A colorful star-forming region is featured in this stunning new NASA/European Space Agency Hubble Space Telescope image of NGC 2467. Looking like a roiling cauldron of some exotic cosmic brew, huge clouds of gas and dust are sprinkled with bright-blue hot young stars.
Strangely shaped dust clouds, resembling spilled liquids, are silhouetted against a colorful background of glowing gas in this newly released Hubble image. The star-forming region NGC 2467 is a vast cloud of gas — mostly hydrogen — that serves as an incubator for new stars. Some of these youthful stars have emerged from the dense clouds where they were born and now shine bright, hot, and blue in this picture, but many others remain hidden.
The full beauty of this object and hints of the astrophysical processes at work within it are revealed in this super-sharp image from Hubble. Hot young stars that recently formed from the cloud are emitting fierce ultraviolet radiation that is causing the whole scene to glow while also sculpting the environment and gradually eroding the gas clouds. Studies have shown that most of the radiation comes from the single, hot, and brilliant massive star just above the center of the image. Its fierce radiation has cleared the surrounding region, and some of the next generation of stars are forming in the denser regions around the edge.
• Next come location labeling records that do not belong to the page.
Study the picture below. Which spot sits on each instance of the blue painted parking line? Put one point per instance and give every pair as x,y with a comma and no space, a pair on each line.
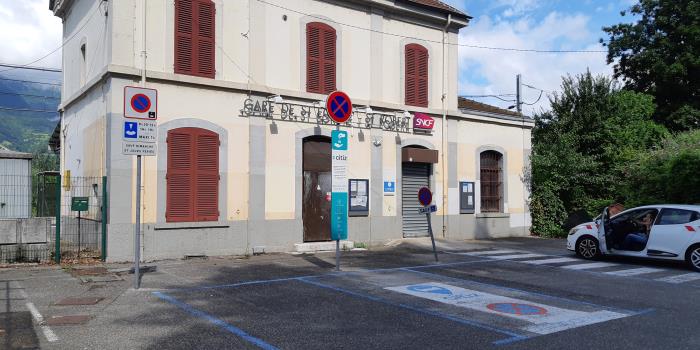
513,336
435,275
216,321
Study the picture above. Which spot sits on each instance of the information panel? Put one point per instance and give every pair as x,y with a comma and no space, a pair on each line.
359,197
339,185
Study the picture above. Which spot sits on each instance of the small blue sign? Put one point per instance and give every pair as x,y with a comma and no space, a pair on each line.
389,186
131,130
339,140
425,197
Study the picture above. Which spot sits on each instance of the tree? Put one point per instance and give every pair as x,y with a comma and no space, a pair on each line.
581,145
666,174
660,55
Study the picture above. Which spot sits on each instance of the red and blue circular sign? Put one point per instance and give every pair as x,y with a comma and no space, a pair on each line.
517,309
339,106
425,197
140,103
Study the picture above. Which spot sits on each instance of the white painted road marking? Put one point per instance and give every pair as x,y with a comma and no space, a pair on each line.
515,256
491,252
588,266
551,261
48,333
634,272
687,277
543,319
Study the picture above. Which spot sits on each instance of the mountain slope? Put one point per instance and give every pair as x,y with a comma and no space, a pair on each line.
27,116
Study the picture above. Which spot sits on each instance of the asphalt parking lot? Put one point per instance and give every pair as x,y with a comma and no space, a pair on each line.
510,293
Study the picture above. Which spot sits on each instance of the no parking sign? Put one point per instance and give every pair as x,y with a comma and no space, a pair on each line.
140,103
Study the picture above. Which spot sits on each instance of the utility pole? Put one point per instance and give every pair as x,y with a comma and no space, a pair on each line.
518,95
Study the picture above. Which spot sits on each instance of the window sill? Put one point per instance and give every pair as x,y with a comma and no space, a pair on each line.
492,215
190,225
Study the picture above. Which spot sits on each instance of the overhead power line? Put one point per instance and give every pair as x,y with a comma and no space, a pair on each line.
29,95
429,40
493,96
45,69
58,48
31,81
27,110
538,99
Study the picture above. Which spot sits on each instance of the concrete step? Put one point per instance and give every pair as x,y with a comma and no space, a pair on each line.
310,247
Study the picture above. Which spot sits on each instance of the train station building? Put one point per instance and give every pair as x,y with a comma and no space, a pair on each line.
242,155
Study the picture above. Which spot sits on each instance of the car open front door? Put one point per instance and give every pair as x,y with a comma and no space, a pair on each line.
672,232
603,231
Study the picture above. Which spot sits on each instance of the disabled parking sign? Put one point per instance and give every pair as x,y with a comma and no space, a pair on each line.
131,130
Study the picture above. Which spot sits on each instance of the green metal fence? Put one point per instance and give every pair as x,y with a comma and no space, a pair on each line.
81,228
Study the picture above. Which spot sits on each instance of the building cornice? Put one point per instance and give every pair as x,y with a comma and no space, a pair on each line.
263,90
435,18
59,7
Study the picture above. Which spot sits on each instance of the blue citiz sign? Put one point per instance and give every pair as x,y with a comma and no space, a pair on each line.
339,185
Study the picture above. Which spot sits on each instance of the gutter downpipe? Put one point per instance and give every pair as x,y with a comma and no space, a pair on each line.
444,129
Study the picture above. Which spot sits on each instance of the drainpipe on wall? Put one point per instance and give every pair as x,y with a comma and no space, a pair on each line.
444,129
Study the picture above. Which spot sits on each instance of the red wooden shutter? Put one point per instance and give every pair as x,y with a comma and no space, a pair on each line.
193,175
195,37
207,176
184,38
410,76
416,75
328,59
180,173
320,58
205,38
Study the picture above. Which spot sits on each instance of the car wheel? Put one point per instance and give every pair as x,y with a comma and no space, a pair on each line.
587,248
693,257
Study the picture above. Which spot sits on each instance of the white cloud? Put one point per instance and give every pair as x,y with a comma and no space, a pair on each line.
542,70
29,30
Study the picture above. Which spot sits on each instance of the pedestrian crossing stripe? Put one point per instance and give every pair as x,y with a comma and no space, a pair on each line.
582,265
634,272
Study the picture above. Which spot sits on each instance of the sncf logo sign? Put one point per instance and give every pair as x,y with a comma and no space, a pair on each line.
422,121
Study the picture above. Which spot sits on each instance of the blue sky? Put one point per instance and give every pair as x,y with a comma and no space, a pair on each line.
29,30
532,24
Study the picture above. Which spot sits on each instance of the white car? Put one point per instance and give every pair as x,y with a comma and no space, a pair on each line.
669,232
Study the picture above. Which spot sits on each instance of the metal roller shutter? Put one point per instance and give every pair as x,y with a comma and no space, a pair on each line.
413,177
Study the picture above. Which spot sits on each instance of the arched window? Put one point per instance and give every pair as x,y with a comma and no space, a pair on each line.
416,75
194,37
192,175
491,171
320,58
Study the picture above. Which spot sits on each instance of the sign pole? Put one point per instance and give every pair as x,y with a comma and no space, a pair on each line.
79,236
337,241
430,230
339,109
137,228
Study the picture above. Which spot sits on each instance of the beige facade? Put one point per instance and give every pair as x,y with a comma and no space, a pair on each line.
260,52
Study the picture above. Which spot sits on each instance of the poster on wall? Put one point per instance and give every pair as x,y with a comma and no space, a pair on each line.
359,197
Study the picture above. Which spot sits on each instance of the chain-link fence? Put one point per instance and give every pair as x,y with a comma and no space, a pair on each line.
24,235
37,226
81,224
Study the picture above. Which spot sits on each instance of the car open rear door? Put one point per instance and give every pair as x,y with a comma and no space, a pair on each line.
603,231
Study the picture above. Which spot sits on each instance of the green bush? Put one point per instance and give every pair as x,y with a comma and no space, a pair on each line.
669,173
One of the most familiar star-forming regions is the Orion Nebula (42), which can be seen with the naked eye. NGC 2467 is a similar but more distant example. Such stellar nurseries can be seen out to considerable distances in the universe, and their study is important in determining the distance and chemical composition of other galaxies. Some galaxies contain huge star-forming regions, which may contain tens of thousands of stars. Another dramatic example is the 30 Doradus region in the Large Magellanic Cloud.
NGC 2467 was discovered in the 19th century and lies in the southern constellation Puppis. NGC 2467 is thought to lie about 13,000 light-years from Earth.